By dave | March 12, 2022

Both EmbedControl remote and local work using the same UI components, and they can take a tcMenu Designer created menu tree and convert it automatically into a displayable graph. The “embedded/local” version does this with the menu tree embedded within it, while the “remote” version does so using a menu tree that it bootstrapped from a remote device.

In order to do this we need an AutoUI. The “Automatic UI” reads the components in the tree and presents them using standard UI components that are available in Java FX. For any submenu, you can override the drawing by providing a custom panel for it, and then manage which components are displayed yourself.

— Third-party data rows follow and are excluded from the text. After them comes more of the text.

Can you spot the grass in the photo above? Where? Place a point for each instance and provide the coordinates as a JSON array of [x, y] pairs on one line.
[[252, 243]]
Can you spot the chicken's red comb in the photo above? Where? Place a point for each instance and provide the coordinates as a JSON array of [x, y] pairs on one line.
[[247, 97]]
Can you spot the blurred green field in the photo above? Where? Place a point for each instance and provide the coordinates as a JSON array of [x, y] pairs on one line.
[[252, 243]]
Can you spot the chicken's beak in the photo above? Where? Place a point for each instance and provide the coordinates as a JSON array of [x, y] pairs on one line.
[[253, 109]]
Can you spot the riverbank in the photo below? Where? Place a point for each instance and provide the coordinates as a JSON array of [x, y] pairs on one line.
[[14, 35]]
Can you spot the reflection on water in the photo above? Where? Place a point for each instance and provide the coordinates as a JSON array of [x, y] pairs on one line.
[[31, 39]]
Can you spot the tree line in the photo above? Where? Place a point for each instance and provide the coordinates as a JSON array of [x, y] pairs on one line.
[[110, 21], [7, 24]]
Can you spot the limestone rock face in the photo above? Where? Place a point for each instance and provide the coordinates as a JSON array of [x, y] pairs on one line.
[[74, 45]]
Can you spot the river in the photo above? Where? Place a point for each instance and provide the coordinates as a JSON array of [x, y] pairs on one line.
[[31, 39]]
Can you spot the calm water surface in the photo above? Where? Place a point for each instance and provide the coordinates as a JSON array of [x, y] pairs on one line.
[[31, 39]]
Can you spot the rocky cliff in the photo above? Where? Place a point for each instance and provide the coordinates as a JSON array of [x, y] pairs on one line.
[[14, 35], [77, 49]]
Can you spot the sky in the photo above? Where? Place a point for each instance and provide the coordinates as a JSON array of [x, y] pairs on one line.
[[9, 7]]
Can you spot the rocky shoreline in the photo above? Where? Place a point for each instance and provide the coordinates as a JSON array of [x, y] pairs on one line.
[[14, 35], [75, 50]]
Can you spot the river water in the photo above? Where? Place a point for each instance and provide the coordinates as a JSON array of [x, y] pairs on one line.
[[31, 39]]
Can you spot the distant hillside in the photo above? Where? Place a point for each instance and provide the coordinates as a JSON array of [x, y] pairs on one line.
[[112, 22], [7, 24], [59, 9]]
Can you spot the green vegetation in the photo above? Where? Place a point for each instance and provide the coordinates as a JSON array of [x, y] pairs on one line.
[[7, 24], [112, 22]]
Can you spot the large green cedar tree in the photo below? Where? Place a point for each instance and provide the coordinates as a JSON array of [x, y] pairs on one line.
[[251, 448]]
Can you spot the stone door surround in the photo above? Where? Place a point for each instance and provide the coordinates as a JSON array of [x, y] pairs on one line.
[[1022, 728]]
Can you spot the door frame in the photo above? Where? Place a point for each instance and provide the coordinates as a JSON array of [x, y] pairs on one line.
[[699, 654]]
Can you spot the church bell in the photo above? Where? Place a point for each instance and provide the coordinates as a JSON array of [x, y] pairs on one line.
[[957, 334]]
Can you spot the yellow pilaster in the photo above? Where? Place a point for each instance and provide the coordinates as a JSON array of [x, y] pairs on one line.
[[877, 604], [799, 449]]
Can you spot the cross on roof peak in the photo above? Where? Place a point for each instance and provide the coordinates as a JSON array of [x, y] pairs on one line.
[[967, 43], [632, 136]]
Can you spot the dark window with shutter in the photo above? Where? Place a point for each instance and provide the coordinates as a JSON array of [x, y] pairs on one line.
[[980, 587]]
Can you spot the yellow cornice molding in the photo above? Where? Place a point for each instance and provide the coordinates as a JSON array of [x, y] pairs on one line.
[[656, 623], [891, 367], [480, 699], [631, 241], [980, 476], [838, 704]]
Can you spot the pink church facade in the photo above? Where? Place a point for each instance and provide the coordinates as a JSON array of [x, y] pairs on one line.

Both Auto and Custom panels are told of changes coming in from the remote, such as command acknowledgements, updates to menu items, and connectivity changes. Below is a high level design diagram of the components, showing the rough class layout:

High level overview of Raspberry PI OpenJFX rendering
High level diagram of OpenJFX rendering

PanelPresentable and stacks of panels

We’ll now discuss how the UI works based on the screenshot below.

an example screenshot of the Java embedded UI
JavaFX embedded UI example panel
  1. A NavigationManager provides the navigation support and place to present title widgets (3), if the user can go back in the stack, then the back button is presented on the left. The title of the current panel on display is presented here too. It is responsible for the stack of panels presented in the center view. Only one panel is on display at a time, and it is the current top of stack.
  2. A stack of PanelPresentable components, which are all managed by the above navigation manager. Only the top one is on display. You can create your own panel presentables and push them onto the display using navigation manager. Panel presentable is more than just a panel, it is the instructions on how to draw the panel, and information about it too.
  3. Title widgets can be added to the navigation manager at any time, they can be simple as a display of current state, to a button that presents a panel. These are added via the navigation manager.

In the above screenshot we are presenting a custom panel for the status menu item. In order to present custom panels we simply tell the above navigation manager about it using navigationManager.addCustomMenuPanel(menuItem, panelPresentable); where we provide the sub menu item that should be drawn custom, and the panel presentable for it. If the panel implements UpdateablePanel or BaseCustomPanel it will receive updates from the API when there are changes. It is recommended for all menu item panels you use these as a starting point.

Manually handling navigation at any time

You can manually navigate between items from the navigation manager and push any PanelPresentable onto the display using pushNavigation(panelPresentable) which causes immediate navigation to that panel. You can also force navigation to a particular menu item using pushMenuNavigation but this is rarely used.